Annulation de la mise en examen de Pape Diouf à Aix-en-Provence

Dans l'affaire des transferts suspects de joueurs de l'OM, la cour d'appel d'Aix-en-Provence a annulé ce mercredi la mise en examen de Pape Diouf, ex-dirigeant de l'Olympique de Marseille. Il est désormais placé sous statut de témoin assisté.

Pape Diouf
Pape Diouf © BERTRAND LANGLOIS / AFP
Pape Diouf, ex-dirigeant du club phocéen de 2005 à 2009 contestait sa mise en examen, prononcée le 16 décembre 2016 pour abus de biens sociaux et association de  malfaiteurs. Selon l'AFP, Pape Diouf se voyait reprocher le versement de sommes estimées indues au joueur Thomas Deruda et une surévaluation de la commission de l'agent de Vitorino Hilton, pour un total de 474.000 euros.

La chambre de l'instruction a considéré qu'il n'existait pas d'indices graves ou concordants justifiant la mise en examen de M. Diouf, âgé de 66 ans. L'avocat général avait lui-même requis cette annulation, estimant que "les investigations ne permettaient pas d'établir que Pape Diouf avait engagé Thomas Deruda, en 2006, en sachant pertinemment qu'il n'avait pas les compétences requises pour jouer en qualité de professionnel".

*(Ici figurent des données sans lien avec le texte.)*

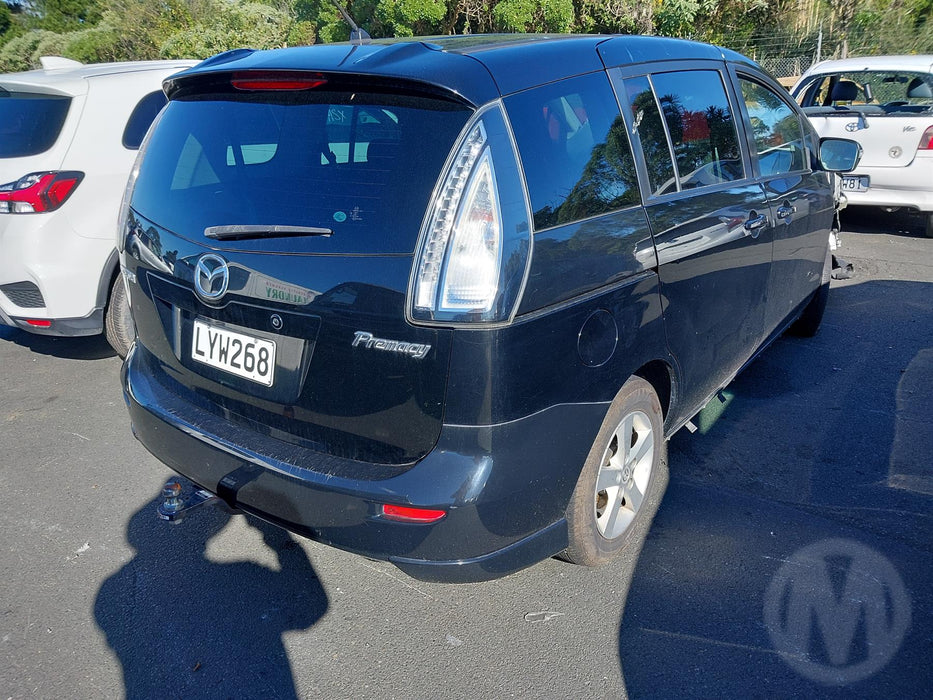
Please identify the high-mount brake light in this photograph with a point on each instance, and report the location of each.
(38, 192)
(926, 141)
(407, 514)
(267, 81)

Nous sommes heureux que la justice ait pris le temps de constater que Pape Diouf est totalement étranger au moindre acte délictuel,


s'est réjoui son défenseur, Maître Bruce Blanc.

Selon lui, cette décision est "la consécration que Pape Diouf a toujours été un homme intègre et le dirigeant que Marseille a toujours aimé".

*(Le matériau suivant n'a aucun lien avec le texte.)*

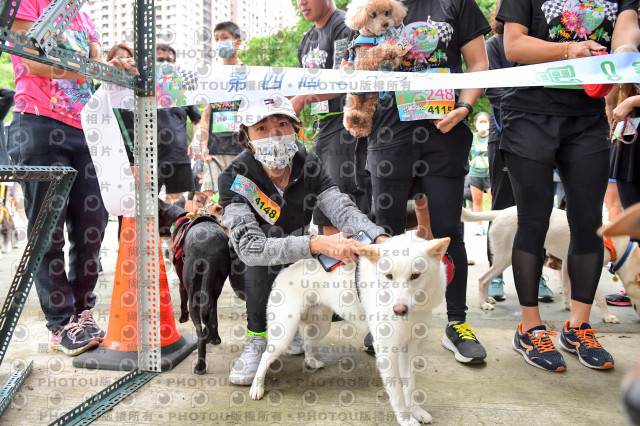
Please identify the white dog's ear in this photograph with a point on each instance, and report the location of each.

Maitre Blanc avait affirmé lors de l'audience, le 16 mai, qu'à l'arrivée de Pape Diouf à la tête de l'OM le club était déficitaire de près de 30 millions d'euros alors qu'à son départ, les comptes étaient bénéficiaires de 40 millions.

Il était difficile de prétendre que Monsieur Pape Diouf aurait pris des décisions contraires à l'intérêt du club,


avait avancé l'avocat.

Comme d'autres dirigeants du club, il se voyait aussi reprocher d'avoir laissé à des associations de supporteurs la vente d'abonnements, ce qui aurait occasionné une perte pour le club. L'accusation et la défense ont reconnu que ce système avait été mis en place bien antérieurement à l'arrivée de M. Diouf.
En mai 2017, la chambre de l'instruction avait déjà annulé la mise en examen de Philippe Perez, ex-directeur général du club, l'une des neuf personnes initialement mises en examen dans ce dossier où la justice s'intéresse à l'intervention éventuelle de membres présumés du banditisme local dans les transferts de joueurs.